Arlene - Getting food ready
Food or the sharing of food is a big part of our family. It is a major component in family tradition. My mom was a "foodie" before the term even came into existence. One of my fondest memories as a young girl/teen was helping my mother bake 12 loaves of bread a week for our family. She would do it on Fridays and the baking would go well into the evening.

With my mother gone now for almost 5 years, my children and I really cherish those memories. She lives on in the messy pages of her pie cookbook, the one where the binding is literally in shreds and now sits in a Ziploc bag to hold it together; or the handwritten notes on the pages of her favorite cookbook, where she changed ingredients or even left notes in the corners to "remember" what worked or didnt work with the recipe. 

She was famous for her lemon meringue pie, with the meringue sometimes as high as 4" and perfectly brown. The lemon custard was sweet, but not overpowering. I still have yet to try it on my own, but I think this is the weekend I will finally do it.  Today, in honor of Mom, we'll start with the lemon meringue pie. Enjoy!
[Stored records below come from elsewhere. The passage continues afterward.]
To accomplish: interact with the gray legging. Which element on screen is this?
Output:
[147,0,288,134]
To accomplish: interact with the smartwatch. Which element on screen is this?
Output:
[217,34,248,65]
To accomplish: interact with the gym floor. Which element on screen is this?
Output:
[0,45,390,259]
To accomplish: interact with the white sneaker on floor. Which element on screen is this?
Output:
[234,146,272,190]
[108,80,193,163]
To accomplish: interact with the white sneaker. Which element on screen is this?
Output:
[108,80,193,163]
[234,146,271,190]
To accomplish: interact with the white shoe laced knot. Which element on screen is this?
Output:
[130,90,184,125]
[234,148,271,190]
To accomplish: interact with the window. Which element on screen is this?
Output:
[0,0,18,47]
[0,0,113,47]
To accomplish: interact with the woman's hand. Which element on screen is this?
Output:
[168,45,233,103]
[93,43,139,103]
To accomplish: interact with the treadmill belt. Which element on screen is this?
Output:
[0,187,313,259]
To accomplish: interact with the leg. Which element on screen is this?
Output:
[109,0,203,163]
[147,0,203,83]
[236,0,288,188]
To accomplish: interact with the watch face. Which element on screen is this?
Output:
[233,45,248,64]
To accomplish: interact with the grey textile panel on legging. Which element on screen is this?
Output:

Best-Ever Lemon Meringue Pie

Baked 9" shell
1-1/2 c sugar
1-1/3 c water
1/2 t salt
1/2 c cornstarch
1/3 c water
4 egg yolks, slightly beaten
1/2 c lemon juice
3 T butter
1 t grated lemon peel
4 egg whites
1/4 t salt
1/2 c sugar



Combine sugar, 1-1/2 c water and salt in saucepan. Heat to boiling.

Mix cornstarch and 1/3 c water to make smooth paste; add to boiling mixture gradually, stirring constantly; cook until thick and clear. Remove from heat.

Combine egg yolks and lemon juice; stir into thickened mixture. Return to heat and cook, stirring constantly, until mixture bubbles again. Remove from heat. Stir in butter and lemon peel. Cover and cool until lukewarm.

For meringue: Add salt to egg white; beat until frothy. Gradually add 1/2 c sugar, beating until glossy peaks are formed. Stir 2 rounded tbs of meringue into lukewarm filling.

Pour filling into cool pie shell. Pile remaining meringue on top and spread lightly over filling, spreading evenly to edge of crust.


Bake in slow oven (325 degrees F) about 15 minutes, or until lightly browned. Cool on rack at least 1 hour before cutting.